Grand Pré
"Hay lugares que no necesitan ruinas para hacerte sentir el peso de lo que ocurrió ahí."
Un paisaje de la UNESCO azotado por el viento, de marismas ganadas al mar y una iglesia conmemorativa donde sentí la historia acadia bajo mis pies.
Casi paso de largo por Grand Pré. No hay ningún cartel dramático, ninguna multitud que te obligue a salir de la carretera: solo un giro hacia el valle de Annapolis y, de repente, Lia y yo estábamos parados junto a un campo tan plano y tan verde que parecía irreal, como si alguien hubiera planchado el paisaje. Todavía no sabíamos que estábamos parados sobre tres siglos de ingeniería humana. Estas marismas fueron construidas a partir de la década de 1680, cuando los colonos acadios usaron una técnica llamada aboiteau: compuertas de madera que dejaban salir el agua dulce en marea baja pero impedían que las brutales mareas de la bahía de Fundy volvieran a inundar la tierra. Había leído sobre esto antes de venir, pero es de esas cosas que solo entiendes de verdad cuando estás parado sobre el dique, viendo cómo el pasto de la marisma ondula con un viento que nunca parece detenerse.

Caminamos los senderos casi dos horas, y el silencio se sentía de una manera deliberada, como si la tierra misma lo estuviera pidiendo. Ese silencio cobró sentido cuando llegamos a la iglesia conmemorativa, construida en 1922 sobre el sitio del antiguo pueblo acadio. No es una iglesia de verdad, no se celebran servicios ahí: es un memorial, y dentro de ella se cuenta con claridad la historia del Grand Dérangement: en 1755, las fuerzas británicas expulsaron a miles de acadios de este mismo terreno, separando familias y dispersándolas por todo el mundo atlántico. Lia se quedó un largo rato frente a la estatua de Evangeline afuera, el personaje que Longfellow inventó en su poema de 1847 para darle un rostro humano a la expulsión, pensado para lectores que nunca habían oído hablar de Nueva Escocia. Soy francés, y admito que no crecí conociendo esta historia en absoluto; se sintió distinto aprenderla parado sobre la tierra misma.

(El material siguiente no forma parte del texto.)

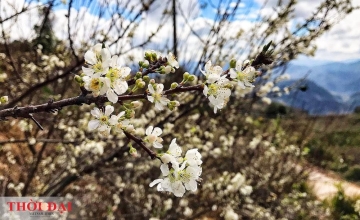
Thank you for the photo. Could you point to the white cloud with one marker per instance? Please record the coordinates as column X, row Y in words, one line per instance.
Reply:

Pero lo que más se me quedó grabado no fue la iglesia ni siquiera la estatua: fue darme cuenta de que partes de esas mismas marismas todavía se cultivan hoy en día. Esto no es un paisaje de museo conservado; es una de las marismas ganadas al mar más antiguas cultivadas de forma continua en toda Norteamérica, y sigue haciendo exactamente lo que fue construida para hacer. Comimos un almuerzo campestre cerca de los jardines, pan y queso que habíamos comprado esa mañana en Wolfville, y hablamos de lo extraño que es que una técnica agrícola de la década de 1680 sobreviviera a la propia comunidad que la inventó.
Cuándo ir: Recomendaría entre junio y septiembre, cuando los jardines están en plena floración y los senderos de las marismas están secos y son fáciles de caminar; las temporadas intermedias aquí en Nueva Escocia pueden ser lluviosas y el viento que sube desde las mareas de Fundy se vuelve cortante muy rápido.